With promotion to South West Regional Women's Football League, Portishead Town Ladies won their third successive promotion in 2017/18 from the Eastern Division on goal difference from Royal Wootton Basset Ladies. The Ladies were then promoted to The FA Women's National League South West Div.1 where they are currently competing. During the 2017/18 season, the Ladies Reserves team was created, who compete in the Somerset County Women's League, winning Division Two in their first season and currently compete in Division One.

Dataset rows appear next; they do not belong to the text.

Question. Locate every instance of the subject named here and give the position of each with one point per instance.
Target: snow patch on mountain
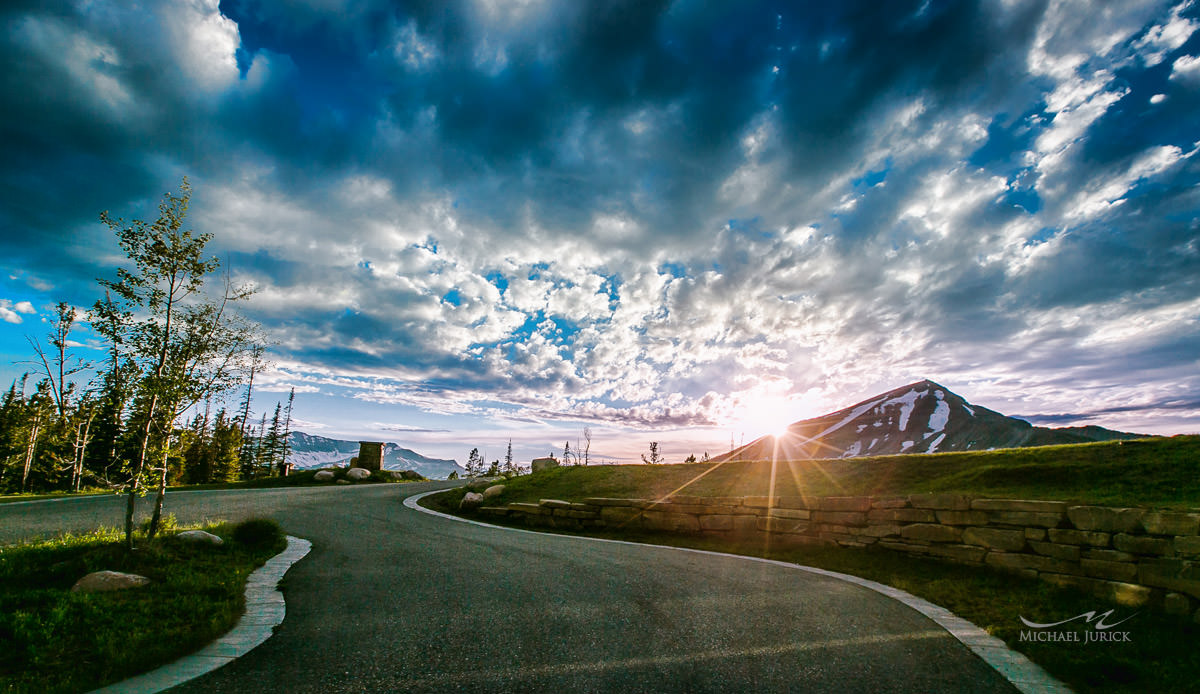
(907, 402)
(941, 414)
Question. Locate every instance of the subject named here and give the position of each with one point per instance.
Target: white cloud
(1187, 70)
(205, 42)
(413, 49)
(1163, 39)
(1101, 195)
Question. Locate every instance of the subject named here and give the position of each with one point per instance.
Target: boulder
(199, 538)
(107, 581)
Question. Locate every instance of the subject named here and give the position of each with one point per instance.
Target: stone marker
(199, 538)
(540, 464)
(371, 454)
(106, 581)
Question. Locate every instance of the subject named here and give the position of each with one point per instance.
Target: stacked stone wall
(1131, 555)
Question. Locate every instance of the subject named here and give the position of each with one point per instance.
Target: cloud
(639, 213)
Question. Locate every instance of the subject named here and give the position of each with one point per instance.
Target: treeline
(171, 346)
(477, 467)
(85, 446)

The Ladies team are currently managed by Joshua Richards.

Honours

Somerset County Women's League

Division 1 Winners: 2015–16, 2016–17

Division 1 Runners-up: 2013–14

Division 2 Winners: 2017-18 (reserves)

Somerset County Women's League Cup

Winners: 2015–16, 2016–17

Runners-up: 2014–15

South West Regional Women's Football League

Eastern Division Winners: 2017–18

== Portishead Town Youth ==
In an effort to modernise the club, increase the membership numbers and preserve the clubs status for future generations the club merged with two local junior clubs, Portishead Junior FC and Gordano Valley Giants to create Portishead Town Youth. The Junior section offers community football for both boys and girls with teams competing in junior leagues across Bristol and North Somerset. With over 900 junior members, Portishead Town FC is one of the largest junior club's in the South West of England.

== Posset Pathway ==
Following a restructure of the U18s Elite pathway in the 2022/23 season, the club moved away from parent-coach setups to independent coaches, appointing Ash Clemence and Ed Geary. Portishead Town achieved year-on-year success on the pitch, gaining promotion in their first season from the Western Counties Floodlit Youth League Division One to the Premier Division.

Players progressing through the pathway were encouraged to move into Portishead Town's senior teams. The pathway was further strengthened with the appointment of Dave Griffiths, whose role focused on supporting players' transition from U16 football into U18 and men's football. Following the addition of Mike Tipson to the coaching staff, the U18 Floodlit team went on to win the Premier Division title in the 2025/26 season, with two games to spare.

The same coaching philosophy was subsequently applied across all U18 teams, resulting in a significant increase in player throughput from the First Team down to the Fourth Team.

==Ground==

Portishead Town play their home games at Bristol Road, Portishead, Bristol, BS20 6QG.